Skyjacked (1972) – Directed by John Guillerman starring Charlton Heston, James Brolin, Susan Dey, Walter Pidgeon, Mike Henry and John Hillerman. A Vietnam Veteran hijacks a plane carrying mainly first-class passengers and the flight crew demanding to be taken passage to Moscow.

Juggernaut (1974)Directed by Richard Lester and staring Richard Harris, Omar Sharif, Anthony Hopkins and Shirley Knight. A terrorist has planted explosives on the luxury ocean liner “Britannic” which is presently mid-way across the North Atlantic, demanding a ransom in exchange for disclosing the location of seven bombs and their respective disarming information.

Rollercoaster (1977)Directed by James Goldstone and starring George Segal, Richard Widmark, Henry Fonda, Harry Guardino, and Helen Hunt. The plot involves a terrorist who is sabotaging roller coasters at amusement parks throughout the country, demanding payment of a vast ransom.
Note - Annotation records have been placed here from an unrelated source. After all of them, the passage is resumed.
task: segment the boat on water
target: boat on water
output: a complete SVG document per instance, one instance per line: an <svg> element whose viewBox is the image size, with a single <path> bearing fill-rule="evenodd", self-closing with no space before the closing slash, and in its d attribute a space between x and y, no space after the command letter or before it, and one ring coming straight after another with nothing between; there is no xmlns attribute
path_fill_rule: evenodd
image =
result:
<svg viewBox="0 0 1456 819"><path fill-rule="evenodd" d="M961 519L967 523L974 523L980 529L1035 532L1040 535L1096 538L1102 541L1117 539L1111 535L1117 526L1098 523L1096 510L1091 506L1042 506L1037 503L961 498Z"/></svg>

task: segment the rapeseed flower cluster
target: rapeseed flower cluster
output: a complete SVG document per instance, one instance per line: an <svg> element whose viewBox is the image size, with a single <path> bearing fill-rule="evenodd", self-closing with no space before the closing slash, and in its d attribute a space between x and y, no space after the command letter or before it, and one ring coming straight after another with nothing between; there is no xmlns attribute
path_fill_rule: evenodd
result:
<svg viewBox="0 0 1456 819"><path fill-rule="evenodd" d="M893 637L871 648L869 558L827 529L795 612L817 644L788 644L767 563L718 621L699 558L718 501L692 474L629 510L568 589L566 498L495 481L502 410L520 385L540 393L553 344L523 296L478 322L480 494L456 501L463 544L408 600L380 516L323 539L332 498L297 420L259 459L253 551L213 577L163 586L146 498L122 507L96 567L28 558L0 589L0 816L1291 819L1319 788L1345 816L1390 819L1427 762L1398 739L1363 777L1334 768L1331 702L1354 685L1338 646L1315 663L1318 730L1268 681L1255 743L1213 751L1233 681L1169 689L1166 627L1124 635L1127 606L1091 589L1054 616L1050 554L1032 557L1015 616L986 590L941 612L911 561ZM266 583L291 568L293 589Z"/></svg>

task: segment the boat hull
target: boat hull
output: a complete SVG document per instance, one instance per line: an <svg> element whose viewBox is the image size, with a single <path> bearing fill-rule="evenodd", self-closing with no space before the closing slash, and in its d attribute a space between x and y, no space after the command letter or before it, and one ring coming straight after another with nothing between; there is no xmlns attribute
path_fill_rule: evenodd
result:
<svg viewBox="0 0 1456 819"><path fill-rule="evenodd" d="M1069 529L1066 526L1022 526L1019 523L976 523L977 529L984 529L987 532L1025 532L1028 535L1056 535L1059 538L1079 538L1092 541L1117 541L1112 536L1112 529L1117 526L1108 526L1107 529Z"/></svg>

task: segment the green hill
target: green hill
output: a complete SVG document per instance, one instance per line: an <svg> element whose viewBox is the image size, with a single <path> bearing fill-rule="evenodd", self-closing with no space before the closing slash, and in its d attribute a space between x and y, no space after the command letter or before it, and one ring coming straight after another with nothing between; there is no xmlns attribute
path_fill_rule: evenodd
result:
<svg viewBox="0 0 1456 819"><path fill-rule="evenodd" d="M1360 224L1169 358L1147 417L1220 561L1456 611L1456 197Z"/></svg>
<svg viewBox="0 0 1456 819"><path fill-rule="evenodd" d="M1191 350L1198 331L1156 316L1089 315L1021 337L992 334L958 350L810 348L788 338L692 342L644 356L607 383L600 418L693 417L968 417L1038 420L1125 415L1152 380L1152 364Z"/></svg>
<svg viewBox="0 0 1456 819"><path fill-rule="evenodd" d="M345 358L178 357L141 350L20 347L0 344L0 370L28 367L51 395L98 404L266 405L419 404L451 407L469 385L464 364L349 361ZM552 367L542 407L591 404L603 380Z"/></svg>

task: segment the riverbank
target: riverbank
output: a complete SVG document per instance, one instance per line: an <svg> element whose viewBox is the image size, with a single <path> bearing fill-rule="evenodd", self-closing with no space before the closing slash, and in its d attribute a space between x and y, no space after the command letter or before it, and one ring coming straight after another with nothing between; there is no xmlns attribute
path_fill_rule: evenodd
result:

The Swarm (1978)Directed by Irwin Allen and staring Michael Caine, Richard Chamberlain, Olivia de Havilland, Lee Grant, Patty Duke, Fred MacMurray and Henry Fonda. The plot, which is loosely based upon the previous low budget initiatives, The Deadly Bees (1966) and Terror Out Of The Sky (1978), involves South American killer bees gradually swarming their way to the  unsuspecting residents of Houston, Texas, destroying towns, trains and nuclear power plants in the process.

Avalanche (1978)Directed by Corey Allen, starring Rock Hudson and Mia Farrow, the film follows the assorted and illicit antics of a shady developer (Hudson) during the weekend opening party of his luxury ski resort in an area of Colorado known for its severe avalanches.

Meteor (1979)Directed by Ronald Neame, with a first-rate cast being led by Sean Connery, Natalie Wood, Karl Malden, Brian Keith, Martin Landau and Henry Fonda. The plot involves collaboration between the Russian and American governments as they covertly maneuver around cold war politics in an attempt to save the earth from the imminent collision with a 5-mile wide asteroid. Although Meteor was panned when it was first released, it did provide the inspiration for Armageddon (1998) and Deep Impact (1998). The film incorporated footage from the film Avalanche (1978) in its production.

As mentioned, the appeal of disaster movies developed in the 1970’s endures today with studios continuing to release new and improved disasters and re-imagined versions of past movie attempts. The extent of the catastrophes is exhausting and includes such calamities as: Hard Rain (1998), Bullet Train (1975), Piranha (1978), Frogs (1972), Grizzly (1976) and the about to be released sequel Grizzly II, The Revenge (1983). Realizing they are over taxing audiences with this genre, studios have gone to the extent of even poking fun at themselves, producing numerous satirical disaster films: The Big Bus (1976), and Airplane! (1980), which led to Airplane II: The Sequel (1982).